때문에 Null 값과 문자열 처리를 위한 별도의 작업은 필요하지 않습니다.

로지스틱 회귀를 이용한 예측모델 생성

이번 데이터셋에서는 분류를 위한 알고리즘인 로지스틱 회귀를 이용하여 예측 모델을 만들어 보겠습니다.

# 모델 평가를 위한 함수 설정
def get_clf_eval(y_test, y_pred):
  confusion = confusion_matrix(y_test, y_pred)
  accuracy = accuracy_score(y_test, y_pred)
  precision = precision_score(y_test, y_pred)
  recall = recall_score(y_test, y_pred)
  F1 = F1_score(y_test, y_pred)
  AUC = roc_auc_curve(y_test, y_pred)
  # 평가지표 출력
  print('오차행렬:\n', confusion)
  print('\n정확도: {:.4f}'.format(accuracy))
  print('정밀도: {:.4f}'.format(precision))
  print('재현율: {:.4f}'.format(recall))
  print('F1: {:.4f}'.format(F1))
  print('AUC: {:.4f}'.format(AUC))

# Precision-Recall Curve Plot 그리기
def precision_recall_curve_plot(y_test, pred_proba):
  # threshold의 ndarray와 threshold 값별 정밀도, 재현율에 대한 ndarray 추출
  precisions, recalls, thresholds = precision_recall_curve(y_test, pred_proba)
  
  # x축을 threshold, y축을 정밀도, 재현율로 그래프 그리기
  plt.figure(figsize = (8, 6))
  thresholds_boundary = thresholds.shape[0]
  plt.plot(thresholds, precisions[:thresholds_boundary], linestyle = "--", label = "precision")
  plt.plot(thresholds, recalls[:thresholds_boundary], linestyle = ":", label = 'recall')
  
  # thresholds의 값 X축 scale을 0.1 단위로 변경
  start, end = plt.xlim()
  plt.xticks(np.round(np.arange(stard, end, 0.1), 2))
  
  plt.xlim()
  plt.xlabel('thresholds')
  plt.ylabel('precision & recall value')
  plt.legend()
  plt.grid()

# 피처 데이터 세트 X, 레이블 데이터 세트 y 를 추출
X = diabetes_data.iloc[:, :-1]
y = diabetes_data['Outcome']

# 데이터를 훈련과 테스트 데이터로 분리
X_train, X_test, y_train, y_test = train_test_split(X, y, 
                                                    test_size = 0.2, 
                                                    random_state = 156,
                                                    stratify = y)
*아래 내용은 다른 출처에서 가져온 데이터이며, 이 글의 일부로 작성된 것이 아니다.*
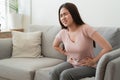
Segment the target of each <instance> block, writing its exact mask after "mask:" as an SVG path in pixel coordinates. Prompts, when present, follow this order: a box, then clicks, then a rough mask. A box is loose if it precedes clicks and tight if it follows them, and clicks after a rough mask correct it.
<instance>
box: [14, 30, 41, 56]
mask: <svg viewBox="0 0 120 80" xmlns="http://www.w3.org/2000/svg"><path fill="white" fill-rule="evenodd" d="M12 42H13V52H12V57H40V56H41V32H40V31H37V32H18V31H12Z"/></svg>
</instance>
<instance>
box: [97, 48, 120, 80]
mask: <svg viewBox="0 0 120 80" xmlns="http://www.w3.org/2000/svg"><path fill="white" fill-rule="evenodd" d="M119 56H120V48H119V49H116V50H113V51H111V52H108V53H106V54H105V55H103V56H102V57H101V59H100V60H99V62H98V64H97V68H96V76H95V80H104V75H105V71H106V67H107V64H108V63H109V62H110V61H111V60H113V59H115V58H117V57H119Z"/></svg>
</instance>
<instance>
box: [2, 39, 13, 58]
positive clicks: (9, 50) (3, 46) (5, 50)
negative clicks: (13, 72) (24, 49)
mask: <svg viewBox="0 0 120 80" xmlns="http://www.w3.org/2000/svg"><path fill="white" fill-rule="evenodd" d="M11 53H12V39H11V38H0V59H3V58H8V57H10V56H11Z"/></svg>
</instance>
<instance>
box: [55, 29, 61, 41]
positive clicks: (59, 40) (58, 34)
mask: <svg viewBox="0 0 120 80" xmlns="http://www.w3.org/2000/svg"><path fill="white" fill-rule="evenodd" d="M62 32H63V31H62V30H61V31H59V32H58V33H57V35H56V36H55V40H56V41H58V42H62Z"/></svg>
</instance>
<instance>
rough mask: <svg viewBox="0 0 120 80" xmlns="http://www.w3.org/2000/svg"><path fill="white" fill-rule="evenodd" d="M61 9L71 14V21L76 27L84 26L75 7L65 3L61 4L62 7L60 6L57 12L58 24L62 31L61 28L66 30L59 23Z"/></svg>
mask: <svg viewBox="0 0 120 80" xmlns="http://www.w3.org/2000/svg"><path fill="white" fill-rule="evenodd" d="M61 8H66V9H67V10H68V11H69V12H70V14H71V16H72V18H73V21H74V22H75V23H76V24H77V25H82V24H85V23H84V22H83V20H82V19H81V16H80V14H79V11H78V9H77V7H76V5H75V4H73V3H69V2H67V3H64V4H62V5H61V6H60V8H59V12H58V16H59V23H60V25H61V27H62V29H63V28H64V29H66V28H67V27H65V26H64V25H63V24H62V23H61V21H60V10H61Z"/></svg>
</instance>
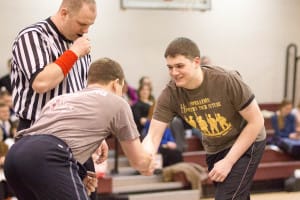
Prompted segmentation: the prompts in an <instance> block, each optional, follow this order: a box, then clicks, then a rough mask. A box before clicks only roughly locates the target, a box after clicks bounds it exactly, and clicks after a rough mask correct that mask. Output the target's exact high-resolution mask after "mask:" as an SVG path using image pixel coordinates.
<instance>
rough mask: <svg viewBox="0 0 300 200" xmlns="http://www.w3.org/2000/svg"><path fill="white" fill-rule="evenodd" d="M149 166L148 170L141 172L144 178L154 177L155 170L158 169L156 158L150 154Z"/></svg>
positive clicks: (145, 170) (148, 167)
mask: <svg viewBox="0 0 300 200" xmlns="http://www.w3.org/2000/svg"><path fill="white" fill-rule="evenodd" d="M149 158H150V159H149V165H148V169H147V170H143V171H140V173H141V174H142V175H144V176H151V175H153V172H154V170H155V169H156V166H157V163H156V156H155V155H151V154H149Z"/></svg>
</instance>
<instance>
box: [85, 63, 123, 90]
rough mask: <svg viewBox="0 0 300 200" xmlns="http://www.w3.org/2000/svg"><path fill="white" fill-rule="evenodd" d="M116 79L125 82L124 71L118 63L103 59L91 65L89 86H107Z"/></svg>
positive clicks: (89, 70)
mask: <svg viewBox="0 0 300 200" xmlns="http://www.w3.org/2000/svg"><path fill="white" fill-rule="evenodd" d="M116 79H119V82H120V83H123V81H124V80H125V76H124V72H123V69H122V67H121V65H120V64H119V63H118V62H116V61H114V60H112V59H110V58H101V59H99V60H96V61H94V62H93V63H92V64H91V66H90V69H89V72H88V84H93V83H99V84H104V85H107V84H108V83H109V82H110V81H114V80H116Z"/></svg>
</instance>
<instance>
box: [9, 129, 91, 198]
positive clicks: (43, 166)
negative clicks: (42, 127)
mask: <svg viewBox="0 0 300 200" xmlns="http://www.w3.org/2000/svg"><path fill="white" fill-rule="evenodd" d="M78 170H79V167H78V165H77V162H76V161H75V160H74V158H73V155H72V152H71V150H70V149H69V147H68V146H67V145H66V144H65V143H64V142H63V141H62V140H60V139H58V138H56V137H54V136H51V135H35V136H24V137H22V138H21V139H19V140H18V141H17V142H16V143H15V144H14V145H13V146H12V147H11V149H10V150H9V152H8V154H7V156H6V159H5V164H4V173H5V176H6V179H7V182H8V183H9V185H10V186H11V187H12V188H13V190H14V192H15V194H16V196H17V198H18V200H89V197H88V196H87V193H86V189H85V187H84V185H83V182H82V180H81V178H80V177H79V174H78Z"/></svg>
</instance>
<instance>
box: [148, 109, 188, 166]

# 로지스틱 회귀로 학습, 예측 및 평가를 수행
lr_clf = LogisticRegression()
lr_clf.fit(X_train, y_train)
pred = lr_clf.predict(X_test)
get_clf_eval(y_test, pred)

# 출력:
오차행렬:
 [[87 13]
 [22 32]]

정확도: 0.7727
정밀도: 0.7111
재현율: 0.5926
F1: 0.6465
AUC: 0.7313

전체 데이터를 모두 음성(0)으로 판정할 경우 약 65.10%(=500/768)의 정확도를 나타내는데 로지스틱 회귀의 경우, 별도의 데이터나 모델의 변경없이도 77.27%의 성능을 나타냅니다.

# 임계값별로 정밀도-재현율 시각화
pred_proba = lr_clf.predict_proba(X_test)[:, 1]
precision_recall_curve_plot(y_test, pred_proba)

위의 정밀도-재현율 그래프를 보면 임계값을 약 0.42 정도 수준일 때, 정밀도와 재현율이 균형을 이루는 것을 볼 수 있습니다. 이때 정밀도, 재현율은 0.7에 못 미치는 수준으로 그리 높지 않아 보입니다.

보다 모델의 성능을 높이기 위해 데이터를 다시 확인해보겠습니다.

# 데이터의 기초 통계값들
diabetes_data.describe()

위의 결과를 보면 최소값이 0으로 되어 있는 데이터들이 다수 존재하는 것을 볼 수 있습니다.

Glocose(당 수치), BloodPressure(혈압), SkinThickness(피하지망), 인슐린(Insulin), BMI(체질량지수) 같은 값이 실제로 0일 수는 없으므로 더 상세한 데이터 확인이 필요합니다.

f, ax = plt.subplots(2, 3, figsize = (15, 8))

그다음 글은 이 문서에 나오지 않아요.